Interview : Jacques Audiard nous présente Dheepan

De battre son cœur s’est arrêté lorsque Jacques Audiard a été appelé sur scène au dernier Festival de Cannes. Couronné par la récompense suprême, son film Dheepan raconte le parcours d’un combattant tamoul confronté à la dure loi des cités en France. L’occasion d’une rencontre en or, forcément.

D’où vous est venue l’idée de ce film ?

Jacques Audiard : Quand je finissais Un prophète, j’ai eu envie de faire un remake des Chiens de paille de Sam Peckinpah (1971), mais dans une cité. Là-dessus se sont agrégées plein de réflexions, comme celle sur les marchands de fleurs. D’où viennent ces gens ? Mon scénariste nous a parlé de ces Sri-Lankais, de ce conflit sur lequel on était très peu informé en France alors que c’est une chose épouvantable. Et au fond du fond, il y avait cette idée de parler de ces gens invisibles.

Le héros de Dheepan passe de la violence des combats à celle de la cité. Dès que vous faites un film, on parle de sa violence. Qu’avez-vous à y répondre ?

C’est bizarre, même si je ne nie pas qu’elle est présente : dans le cas de ce personnage, c’est la guerre qui revient à lui. J’ai du mal à me l’expliquer. Je pense que pour moi, un personnage se constituant en héros à un moment donné parle avec ça, mais ce n’est pas ce qui m’est le plus facile à faire.

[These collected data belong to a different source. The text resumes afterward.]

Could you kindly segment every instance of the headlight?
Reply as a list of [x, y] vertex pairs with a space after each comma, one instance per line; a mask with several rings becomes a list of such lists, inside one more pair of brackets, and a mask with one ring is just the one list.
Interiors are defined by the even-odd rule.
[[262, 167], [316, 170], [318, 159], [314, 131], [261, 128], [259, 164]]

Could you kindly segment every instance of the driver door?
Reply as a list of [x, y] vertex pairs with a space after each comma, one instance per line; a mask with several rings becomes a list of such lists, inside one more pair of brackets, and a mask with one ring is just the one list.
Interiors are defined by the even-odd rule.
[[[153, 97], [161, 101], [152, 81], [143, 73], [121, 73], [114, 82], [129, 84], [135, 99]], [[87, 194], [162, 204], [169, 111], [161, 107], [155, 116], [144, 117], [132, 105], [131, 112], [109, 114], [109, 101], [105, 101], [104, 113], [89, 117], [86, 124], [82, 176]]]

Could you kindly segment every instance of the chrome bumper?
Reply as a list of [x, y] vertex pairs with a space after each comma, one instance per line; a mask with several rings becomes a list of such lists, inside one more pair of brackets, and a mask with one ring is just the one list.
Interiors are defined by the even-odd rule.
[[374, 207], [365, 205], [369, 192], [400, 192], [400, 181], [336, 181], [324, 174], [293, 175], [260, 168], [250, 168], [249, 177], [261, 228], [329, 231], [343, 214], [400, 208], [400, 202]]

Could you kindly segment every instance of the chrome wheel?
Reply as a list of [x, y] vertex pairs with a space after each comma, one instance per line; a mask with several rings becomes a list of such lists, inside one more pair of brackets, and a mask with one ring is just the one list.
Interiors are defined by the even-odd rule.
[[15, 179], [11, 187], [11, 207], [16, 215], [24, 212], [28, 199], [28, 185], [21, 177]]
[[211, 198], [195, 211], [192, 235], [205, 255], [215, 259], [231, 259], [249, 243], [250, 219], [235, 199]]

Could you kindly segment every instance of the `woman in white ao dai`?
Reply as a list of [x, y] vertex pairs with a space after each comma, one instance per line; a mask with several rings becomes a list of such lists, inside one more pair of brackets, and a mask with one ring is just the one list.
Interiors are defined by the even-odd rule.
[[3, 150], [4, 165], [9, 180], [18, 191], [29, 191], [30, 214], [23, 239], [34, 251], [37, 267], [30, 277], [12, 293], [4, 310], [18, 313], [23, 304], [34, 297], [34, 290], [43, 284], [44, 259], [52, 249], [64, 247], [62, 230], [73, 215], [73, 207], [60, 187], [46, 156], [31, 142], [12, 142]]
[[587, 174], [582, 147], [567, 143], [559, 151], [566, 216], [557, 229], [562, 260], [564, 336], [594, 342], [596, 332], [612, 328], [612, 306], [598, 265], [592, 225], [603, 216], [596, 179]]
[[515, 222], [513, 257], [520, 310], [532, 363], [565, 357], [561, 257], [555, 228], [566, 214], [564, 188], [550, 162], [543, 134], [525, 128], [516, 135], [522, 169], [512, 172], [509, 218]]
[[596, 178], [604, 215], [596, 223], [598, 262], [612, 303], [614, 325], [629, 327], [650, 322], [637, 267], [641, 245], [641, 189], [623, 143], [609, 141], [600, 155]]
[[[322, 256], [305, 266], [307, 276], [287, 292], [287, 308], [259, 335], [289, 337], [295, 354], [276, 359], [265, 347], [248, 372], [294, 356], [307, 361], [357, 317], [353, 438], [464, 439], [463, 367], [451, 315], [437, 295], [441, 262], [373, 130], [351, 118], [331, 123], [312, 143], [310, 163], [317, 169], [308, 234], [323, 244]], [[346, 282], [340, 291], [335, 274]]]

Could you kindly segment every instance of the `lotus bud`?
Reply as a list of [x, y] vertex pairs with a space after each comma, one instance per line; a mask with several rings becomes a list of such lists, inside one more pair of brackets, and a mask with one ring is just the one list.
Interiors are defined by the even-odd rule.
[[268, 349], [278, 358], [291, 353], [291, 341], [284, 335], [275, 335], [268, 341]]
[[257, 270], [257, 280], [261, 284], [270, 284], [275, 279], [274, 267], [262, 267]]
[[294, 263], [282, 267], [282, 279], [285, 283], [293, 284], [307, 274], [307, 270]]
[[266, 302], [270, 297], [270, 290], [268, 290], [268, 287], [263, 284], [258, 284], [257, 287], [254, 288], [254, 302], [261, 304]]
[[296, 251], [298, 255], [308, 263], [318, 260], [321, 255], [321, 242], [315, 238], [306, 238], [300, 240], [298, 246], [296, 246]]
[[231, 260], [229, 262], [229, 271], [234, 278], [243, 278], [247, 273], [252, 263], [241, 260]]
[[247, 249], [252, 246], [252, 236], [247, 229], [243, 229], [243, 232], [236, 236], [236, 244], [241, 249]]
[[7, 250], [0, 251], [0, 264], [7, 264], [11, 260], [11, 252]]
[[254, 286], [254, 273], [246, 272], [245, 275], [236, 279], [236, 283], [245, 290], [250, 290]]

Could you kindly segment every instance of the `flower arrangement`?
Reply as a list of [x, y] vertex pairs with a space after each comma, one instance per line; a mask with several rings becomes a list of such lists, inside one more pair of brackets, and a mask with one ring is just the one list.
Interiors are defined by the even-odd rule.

Le film a obtenu la Palme d’or à Cannes et lors de votre discours, vous avez rendu un hommage très touchant à votre père Michel Audiard.

Ben oui, je ne sais pas trop comment l’analyser. Ça m’est venu comme ça. Comme j’y pense beaucoup, j’y ai pensé, là. Ça l’aurait étonné, je pense. Je suis allé plusieurs fois à Cannes, mais mon père, lui, n’était pas du tout dans cet univers. Ce sont des formes de reconnaissance qui lui étaient indifférentes.

Qu’est-ce qu’il vous a transmis ?

Je lui suis très, très reconnaissant. Je pense que je n’aurais pas écrit pour le cinéma si lui ne m’avait pas montré que c’était possible. Après, pour une large part, je suis un produit de ça, de ses goûts littéraires, de plein de choses.

À votre niveau, est-ce qu’une Palme d’or à Cannes, ça ouvre des portes pour la suite ?

Je n’en sais rien. Est-ce que ça va me donner plus d’idées ? Non. Est-ce que je vais faire de plus gros films ? Non. Pour l’instant, ça ne change rien, si ce n’est la satisfaction de se dire : « Voilà, c’est fait ! »

Pourquoi faites-vous du cinéma ?

Pour parler à plus de trois personnes par jour, sinon je suis plutôt solitaire et laconique. Je resterais enfermé dans mon bureau à fumer la pipe.

De quoi rêviez-vous enfant ?

Je ne sais plus bien. Je suis allé assez tôt en pension et c’est là que je me suis mis à lire beaucoup. Mon imaginaire passait par ce que je lisais. Ce n’était pas mon imaginaire propre, mais celui des autres.

À quel moment avez-vous eu envie de faire du cinéma ?

J’ai su assez tôt que j’aimais vraiment le cinéma. Je faisais du super-huit, des choses comme ça. Après, j’ai fait du montage assez longtemps. Ça a été une révélation. C’était un pont entre l’image et l’écriture. Je ne me le suis pas formulé ainsi, mais je pense qu’à ce moment-là, une chose a été décidée. En fait, je suis passé à la réalisation très tard, à 41 ans. Donc, ça a mis du temps, je suis un tardif, parce que je ne m’imaginais pas comme metteur en scène.

Quels sont vos projets ?

Je reprends une adaptation de bouquin. C’est un western. Les Frères Sisters de Patrick deWitt.

La rentrée ça évoque quoi pour vous ?

La rentrée, c’est toujours les jours qui raccourcissent. De manière de plus en plus aiguë. Et enfant, pourtant, les journées paraissaient vachement plus longues.

Un mot de conclusion ?

À suivre.

 

Dheepan de Jacques Audiard, avec Antonythasan Jesuthasan et Kalieaswari Srinivasan. Drame. En salles actuellement.